Our new Miss Washington, Abbie Kondel of Brush Prairie, is looking forward to a year of making clear, sharp points after a little confusion broke out during her coronation at the end of a Saturday pageant at the Hyatt Regency Lake Washington hotel in Renton.

For starters, Kondel wasn’t sure the judges really meant her when they announced that Miss Clark County was this year’s winner. That’s because of slightly wonky Miss Washington rules that don’t let you reign over the same county twice in a row; after winning Miss Clark County in 2017, Kondel had to go at-large, and wound up Miss Rainier and runner-up for Miss Washington in 2018.

This year, Kondel said, it took her a moment to remember that Miss Clark County meant her — and she’d really taken top honors this time.

“I felt so blessed and loved by all the sisters standing there,” she said.

That was extra nice to feel, she added, because her sash went on upside-down and her crown faced backwards at first. “It was all pretty hilarious,” as you can see from the photos of her sisters struggling to set those royal accessories right while the good-spirited Kondel cracks up.

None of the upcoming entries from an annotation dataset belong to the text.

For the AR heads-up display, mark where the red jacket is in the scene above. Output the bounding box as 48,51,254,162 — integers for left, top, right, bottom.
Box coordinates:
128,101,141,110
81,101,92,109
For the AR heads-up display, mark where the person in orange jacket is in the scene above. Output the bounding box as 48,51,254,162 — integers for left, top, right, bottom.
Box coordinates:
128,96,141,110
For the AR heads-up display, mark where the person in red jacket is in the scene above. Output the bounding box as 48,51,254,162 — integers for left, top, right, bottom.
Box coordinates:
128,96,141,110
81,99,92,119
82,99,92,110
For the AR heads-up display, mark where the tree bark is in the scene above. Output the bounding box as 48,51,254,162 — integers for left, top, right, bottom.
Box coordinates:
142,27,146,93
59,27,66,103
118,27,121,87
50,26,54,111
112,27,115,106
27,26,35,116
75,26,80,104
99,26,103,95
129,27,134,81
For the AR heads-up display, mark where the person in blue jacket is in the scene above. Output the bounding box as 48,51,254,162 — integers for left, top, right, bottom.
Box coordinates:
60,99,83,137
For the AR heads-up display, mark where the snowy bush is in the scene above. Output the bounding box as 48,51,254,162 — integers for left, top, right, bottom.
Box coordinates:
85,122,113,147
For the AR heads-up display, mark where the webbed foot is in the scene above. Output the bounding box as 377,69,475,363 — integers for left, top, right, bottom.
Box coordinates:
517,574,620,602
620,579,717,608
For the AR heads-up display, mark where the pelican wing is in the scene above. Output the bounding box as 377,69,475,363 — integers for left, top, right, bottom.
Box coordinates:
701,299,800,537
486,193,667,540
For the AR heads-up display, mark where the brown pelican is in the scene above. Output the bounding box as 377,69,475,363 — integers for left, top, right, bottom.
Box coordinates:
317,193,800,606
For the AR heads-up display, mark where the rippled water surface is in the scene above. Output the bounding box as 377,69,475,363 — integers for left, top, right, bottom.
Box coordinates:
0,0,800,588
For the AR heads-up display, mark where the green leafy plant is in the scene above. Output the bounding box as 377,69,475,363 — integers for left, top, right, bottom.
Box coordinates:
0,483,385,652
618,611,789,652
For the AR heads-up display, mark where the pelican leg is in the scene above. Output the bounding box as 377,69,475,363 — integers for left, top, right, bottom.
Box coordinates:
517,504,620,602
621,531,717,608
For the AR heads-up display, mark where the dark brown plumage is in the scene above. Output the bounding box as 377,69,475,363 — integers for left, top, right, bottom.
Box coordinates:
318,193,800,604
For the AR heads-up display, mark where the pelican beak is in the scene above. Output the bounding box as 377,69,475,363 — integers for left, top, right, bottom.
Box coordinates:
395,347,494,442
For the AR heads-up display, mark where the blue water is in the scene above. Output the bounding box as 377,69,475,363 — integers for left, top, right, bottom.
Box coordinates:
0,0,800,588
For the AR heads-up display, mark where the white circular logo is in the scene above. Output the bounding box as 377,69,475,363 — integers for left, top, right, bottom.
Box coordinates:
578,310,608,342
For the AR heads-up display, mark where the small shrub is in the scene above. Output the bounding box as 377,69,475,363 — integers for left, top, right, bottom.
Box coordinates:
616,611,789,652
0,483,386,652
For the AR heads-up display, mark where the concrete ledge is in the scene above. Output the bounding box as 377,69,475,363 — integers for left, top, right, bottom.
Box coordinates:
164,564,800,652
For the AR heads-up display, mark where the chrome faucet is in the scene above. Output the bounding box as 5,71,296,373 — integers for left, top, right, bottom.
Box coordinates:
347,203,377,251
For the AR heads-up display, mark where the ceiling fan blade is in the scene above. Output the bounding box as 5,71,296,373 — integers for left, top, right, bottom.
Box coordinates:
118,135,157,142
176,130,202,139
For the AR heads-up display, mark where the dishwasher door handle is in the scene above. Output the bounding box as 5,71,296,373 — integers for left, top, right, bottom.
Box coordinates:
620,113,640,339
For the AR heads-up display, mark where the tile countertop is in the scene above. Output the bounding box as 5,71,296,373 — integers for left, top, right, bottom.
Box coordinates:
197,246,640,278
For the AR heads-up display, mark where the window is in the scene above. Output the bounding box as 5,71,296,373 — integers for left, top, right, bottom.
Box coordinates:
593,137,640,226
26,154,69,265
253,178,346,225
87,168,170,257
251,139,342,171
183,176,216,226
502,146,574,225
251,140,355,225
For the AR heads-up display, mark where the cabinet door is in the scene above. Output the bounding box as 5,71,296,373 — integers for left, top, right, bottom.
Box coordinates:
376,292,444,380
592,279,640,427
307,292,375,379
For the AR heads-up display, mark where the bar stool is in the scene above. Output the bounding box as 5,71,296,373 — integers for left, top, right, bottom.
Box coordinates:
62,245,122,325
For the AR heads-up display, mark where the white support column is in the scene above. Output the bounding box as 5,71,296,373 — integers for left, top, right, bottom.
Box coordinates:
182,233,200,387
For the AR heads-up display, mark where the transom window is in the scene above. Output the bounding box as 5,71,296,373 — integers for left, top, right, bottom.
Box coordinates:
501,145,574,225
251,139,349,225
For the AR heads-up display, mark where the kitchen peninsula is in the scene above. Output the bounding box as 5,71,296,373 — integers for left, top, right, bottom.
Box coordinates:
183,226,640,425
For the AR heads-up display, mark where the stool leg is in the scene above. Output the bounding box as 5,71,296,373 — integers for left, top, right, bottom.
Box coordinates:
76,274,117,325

Now, the 21-year-old plans to get serious with a busy schedule of personal appearances to talk about the perils of addiction — and maybe add a little fancy footwork, too.

Kondel’s featured pageant talent is tap dancing, something she’s been loving to do since she started studying with her dancing mother at age 3, she said, and something she still studies in the dance department at Brigham Young University in Utah. She is a pre-med major and headed into her senior year — but she will be taking a year off in order to travel the state as Miss Washington.

Kondel’s public project, or “social impact initiative,” is speaking out against addiction. “Be Smart, Don’t Start” is her project title, and that’s the message she’ll be delivering around the state, using videos and other content developed by Educational Service District 113, located in Tumwater.

Her motivation for that comes from her family history, she said. Her great-grandfather was “lost to drinking and driving” when her grandfather was just 15, she said, and he struggled with alcoholism his whole life. Both of her maternal great-grandparents were heavy smokers who died too young of lung cancer, she said.

“You can see how people’s lives and later generations are affected by their choices,” Kondel said. “You can see how addiction has affected my family.”

Across her years of participation, Kondel said, she’s won around $20,000 in scholarship money, allowing her to attend college debt-free. Now she’s headed for the Miss America pageant in September in Atlantic City, N.J.